- Born: September 19, 1949 (age 76) Tamano, Okayama Prefecture, Japan
- Nationality: Japanese
- Area: Manga artist
- Notable works: Yūkan Club, Pride
- Awards: Kodansha Manga Award for shōjo - Yūkan Club Japan Media Arts Festival Excellence Prize - Pride

= Yukari Ichijo =

Japanese manga artist

Yukari Ichijo (一条ゆかり, Ichijō Yukari) is a Japanese shōjo and josei manga artist.

She made her debut as a professional manga artist in 1968 with Yuki no Serenade. In 1986 she received the Kodansha Manga Award for shōjo for Yūkan Club, and in 2007, she received an Excellence Prize in manga at the Japan Media Arts Festival for Pride. Several of her series have been dramatized, including Yūkan Club as an anime OVA and Designer and Tadashii Ren'ai no Susume as high-rated live-action television dramas. A live-action film based on her work Pride was released in 2009.

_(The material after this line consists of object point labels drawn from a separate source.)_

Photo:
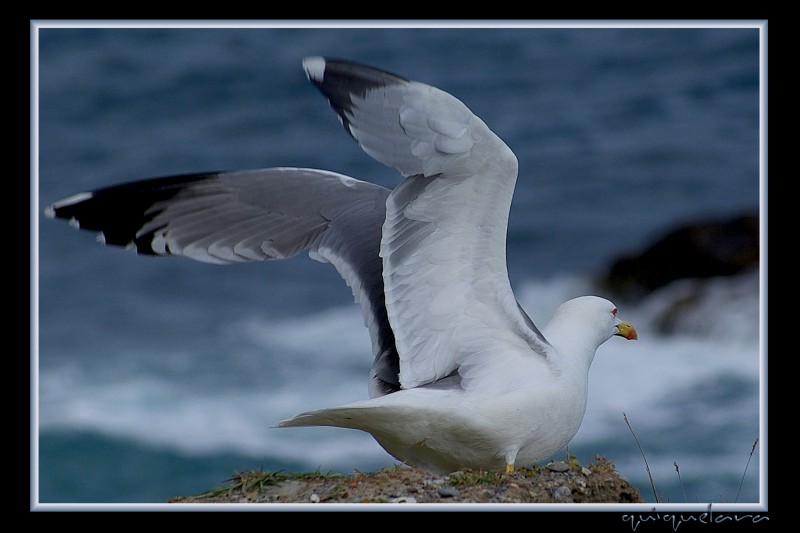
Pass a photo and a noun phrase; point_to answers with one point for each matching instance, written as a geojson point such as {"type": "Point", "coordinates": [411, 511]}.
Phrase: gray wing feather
{"type": "Point", "coordinates": [256, 215]}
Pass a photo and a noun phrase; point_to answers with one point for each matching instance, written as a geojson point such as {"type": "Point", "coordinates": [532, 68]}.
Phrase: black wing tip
{"type": "Point", "coordinates": [119, 212]}
{"type": "Point", "coordinates": [340, 80]}
{"type": "Point", "coordinates": [320, 70]}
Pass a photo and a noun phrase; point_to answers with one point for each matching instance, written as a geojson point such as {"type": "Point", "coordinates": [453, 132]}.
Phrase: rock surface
{"type": "Point", "coordinates": [596, 483]}
{"type": "Point", "coordinates": [701, 250]}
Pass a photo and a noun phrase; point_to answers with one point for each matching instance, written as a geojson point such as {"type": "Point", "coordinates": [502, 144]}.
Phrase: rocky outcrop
{"type": "Point", "coordinates": [557, 482]}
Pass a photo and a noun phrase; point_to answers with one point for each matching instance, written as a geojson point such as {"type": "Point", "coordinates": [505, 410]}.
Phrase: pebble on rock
{"type": "Point", "coordinates": [562, 493]}
{"type": "Point", "coordinates": [558, 466]}
{"type": "Point", "coordinates": [448, 492]}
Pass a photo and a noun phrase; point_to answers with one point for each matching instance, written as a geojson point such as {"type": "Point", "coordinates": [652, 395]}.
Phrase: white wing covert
{"type": "Point", "coordinates": [448, 296]}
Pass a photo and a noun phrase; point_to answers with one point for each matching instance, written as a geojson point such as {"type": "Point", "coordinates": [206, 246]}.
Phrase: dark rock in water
{"type": "Point", "coordinates": [701, 250]}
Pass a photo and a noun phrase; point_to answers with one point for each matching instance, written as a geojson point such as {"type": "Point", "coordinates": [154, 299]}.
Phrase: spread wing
{"type": "Point", "coordinates": [448, 296]}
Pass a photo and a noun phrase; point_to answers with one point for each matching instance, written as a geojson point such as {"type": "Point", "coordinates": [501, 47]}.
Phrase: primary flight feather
{"type": "Point", "coordinates": [461, 376]}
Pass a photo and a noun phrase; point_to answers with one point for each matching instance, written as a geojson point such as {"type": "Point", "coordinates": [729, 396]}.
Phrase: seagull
{"type": "Point", "coordinates": [461, 376]}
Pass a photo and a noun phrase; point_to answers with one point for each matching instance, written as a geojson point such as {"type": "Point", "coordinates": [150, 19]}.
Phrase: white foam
{"type": "Point", "coordinates": [329, 355]}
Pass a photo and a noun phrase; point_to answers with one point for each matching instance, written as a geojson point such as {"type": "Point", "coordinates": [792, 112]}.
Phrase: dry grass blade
{"type": "Point", "coordinates": [752, 450]}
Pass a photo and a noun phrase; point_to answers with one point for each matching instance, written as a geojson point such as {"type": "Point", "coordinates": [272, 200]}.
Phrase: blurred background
{"type": "Point", "coordinates": [160, 377]}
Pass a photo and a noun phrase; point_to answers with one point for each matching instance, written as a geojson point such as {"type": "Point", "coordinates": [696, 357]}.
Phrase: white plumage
{"type": "Point", "coordinates": [461, 376]}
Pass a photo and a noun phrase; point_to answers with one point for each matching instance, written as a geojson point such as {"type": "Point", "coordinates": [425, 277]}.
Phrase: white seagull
{"type": "Point", "coordinates": [462, 378]}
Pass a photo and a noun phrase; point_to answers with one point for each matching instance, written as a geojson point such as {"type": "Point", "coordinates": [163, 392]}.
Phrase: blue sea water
{"type": "Point", "coordinates": [159, 377]}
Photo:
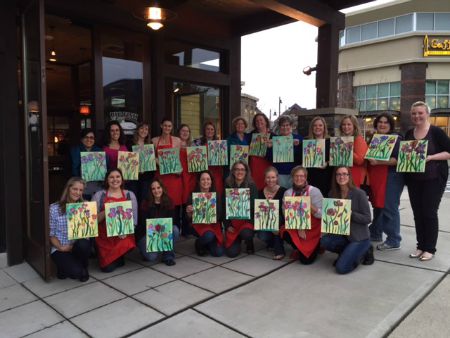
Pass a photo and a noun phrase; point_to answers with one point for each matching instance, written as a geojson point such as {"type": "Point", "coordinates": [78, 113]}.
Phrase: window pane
{"type": "Point", "coordinates": [430, 88]}
{"type": "Point", "coordinates": [394, 103]}
{"type": "Point", "coordinates": [371, 92]}
{"type": "Point", "coordinates": [442, 87]}
{"type": "Point", "coordinates": [383, 90]}
{"type": "Point", "coordinates": [442, 102]}
{"type": "Point", "coordinates": [353, 34]}
{"type": "Point", "coordinates": [369, 31]}
{"type": "Point", "coordinates": [442, 21]}
{"type": "Point", "coordinates": [382, 104]}
{"type": "Point", "coordinates": [403, 24]}
{"type": "Point", "coordinates": [395, 89]}
{"type": "Point", "coordinates": [431, 101]}
{"type": "Point", "coordinates": [361, 105]}
{"type": "Point", "coordinates": [371, 105]}
{"type": "Point", "coordinates": [386, 27]}
{"type": "Point", "coordinates": [361, 92]}
{"type": "Point", "coordinates": [424, 21]}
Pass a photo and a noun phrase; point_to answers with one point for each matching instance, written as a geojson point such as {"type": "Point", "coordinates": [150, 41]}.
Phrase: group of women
{"type": "Point", "coordinates": [157, 196]}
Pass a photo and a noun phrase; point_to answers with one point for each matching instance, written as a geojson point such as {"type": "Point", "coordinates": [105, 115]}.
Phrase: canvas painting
{"type": "Point", "coordinates": [283, 149]}
{"type": "Point", "coordinates": [197, 159]}
{"type": "Point", "coordinates": [169, 161]}
{"type": "Point", "coordinates": [258, 145]}
{"type": "Point", "coordinates": [93, 165]}
{"type": "Point", "coordinates": [147, 159]}
{"type": "Point", "coordinates": [412, 156]}
{"type": "Point", "coordinates": [119, 218]}
{"type": "Point", "coordinates": [237, 203]}
{"type": "Point", "coordinates": [381, 147]}
{"type": "Point", "coordinates": [217, 152]}
{"type": "Point", "coordinates": [159, 234]}
{"type": "Point", "coordinates": [341, 151]}
{"type": "Point", "coordinates": [205, 208]}
{"type": "Point", "coordinates": [128, 163]}
{"type": "Point", "coordinates": [238, 153]}
{"type": "Point", "coordinates": [81, 220]}
{"type": "Point", "coordinates": [314, 153]}
{"type": "Point", "coordinates": [297, 212]}
{"type": "Point", "coordinates": [267, 215]}
{"type": "Point", "coordinates": [336, 216]}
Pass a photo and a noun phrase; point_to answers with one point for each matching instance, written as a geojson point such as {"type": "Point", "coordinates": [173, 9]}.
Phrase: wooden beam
{"type": "Point", "coordinates": [313, 12]}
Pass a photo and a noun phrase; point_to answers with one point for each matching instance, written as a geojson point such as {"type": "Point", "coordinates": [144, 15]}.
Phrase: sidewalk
{"type": "Point", "coordinates": [250, 295]}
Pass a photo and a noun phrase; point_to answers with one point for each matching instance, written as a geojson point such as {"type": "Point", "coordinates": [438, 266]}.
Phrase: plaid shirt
{"type": "Point", "coordinates": [58, 225]}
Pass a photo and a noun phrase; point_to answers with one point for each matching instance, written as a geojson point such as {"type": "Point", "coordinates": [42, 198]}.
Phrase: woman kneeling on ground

Yoshimi Uchida worked for her as an assistant in the 1970s.

==Selected works==

- Suna no Shiro (砂の城) is a manga series serialized in Ribon between July 1977 through July 1979 and September 1980 through November 1981. A TV adaptation was created as an afternoon series by Tōkai Television and Fuji and aired from July 30, 1997, through October 3, 1997.